Birmingham-based Bayer Properties LLC, which, along with Wicker Park Capital Management of Savannah, recently bought Colony Crossing in Madison for $14.3 million, has no immediate plans for the 77,427-square-foot shopping center.

Given Bayer’s portfolio, there’s nothing to worry about. That plus a conversation with the developer indicates that, if anything, there will be upgrades in the future.

Bayer’s Jackson Ratliff said in an interview that it would be looking to bring in regional and/or national tenants as leases expire.

The investor can command higher prices from such tenants, according to Jim Turner, a director at Integra Realty Resources in Ridgeland.

Colony Crossing tenants currently include Georgia Blue, Massage Envy, Pizza Inn and Nagoya Japanese Restaurant, among others. Its “shadow anchors,” meaning they are close but not actually part of the property, are The Home Depot, Kroger and a Hilton Garden Inn.

Bayer and Wicker Park are buying into Madison as much as they are buying the shopping center.

“It’s a little competition for the local developers,” Turner said.

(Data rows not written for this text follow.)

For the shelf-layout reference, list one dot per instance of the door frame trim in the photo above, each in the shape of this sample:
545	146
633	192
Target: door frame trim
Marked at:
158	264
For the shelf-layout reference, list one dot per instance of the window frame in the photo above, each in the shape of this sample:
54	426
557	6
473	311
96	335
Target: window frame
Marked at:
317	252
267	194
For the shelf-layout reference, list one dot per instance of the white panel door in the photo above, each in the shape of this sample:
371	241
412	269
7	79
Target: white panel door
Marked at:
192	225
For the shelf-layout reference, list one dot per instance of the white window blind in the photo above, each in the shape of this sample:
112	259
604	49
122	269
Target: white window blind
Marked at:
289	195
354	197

Another competitive move by Bayer is Madison at Town Square. The development – a new city hall and fire station, condominiums, retail and office space, a grocery – was announced by Mayor Mary Hawkins Butler in April, according to the Madison County Journal.

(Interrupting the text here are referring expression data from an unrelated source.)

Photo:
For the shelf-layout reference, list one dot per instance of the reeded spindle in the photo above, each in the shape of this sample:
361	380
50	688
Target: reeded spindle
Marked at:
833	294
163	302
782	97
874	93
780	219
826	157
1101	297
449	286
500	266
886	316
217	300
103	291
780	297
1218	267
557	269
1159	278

Calls to the mayor and Bayer this week to ascertain the status of the plan were not returned by press time.

It’s an oft-repeated truth that Madison is modeled after the upscale Germantown, Tenn., a Memphis satellite.

In fact, Bayer and Wicker Capital, closed out a similar deal in Germantown two years ago. Germantown Collection, a 55,373-square-foot center, was purchased for $13.1 million, or $237 per square foot compared with $184 per square foor for Colonial Crossing.

Turner said that it would not be fair to say that the two deals reflect the comparative commercial property values of the two towns. The centers may be of similar size, but tenant mix, for one thing, can make a significant difference in the market value of the property.

Turner said there was an oversupply of commercial property when Colony Crossing was opened in 2005, at a time when tax-free Gulf Opportunity Bonds, or GO Bonds, designed to provide capital for rebuilding in the wake of Hurricane Katrina, were still available.

Consequently, the commercial property market was oversupplied and tenants could negotiate much cheaper rent, he said.

That excess space would’ve been absorbed had it not been for the national recession that descended in 2008, Turner said.

Bayer’s Ratliff said that Colony Crossing was 94 percent occupied at the time of the purchase from Ergon Inc., a Jackson-based company whose operations include oil refining and marketing, asphalt and emulsions production, transportation and real estate.

Bayer is currently engaged in a $66 million redevelopment in downtown Birmingham.

Bayer’s flagship is The Summit in Birmingham, a 981,714-square-foot mall.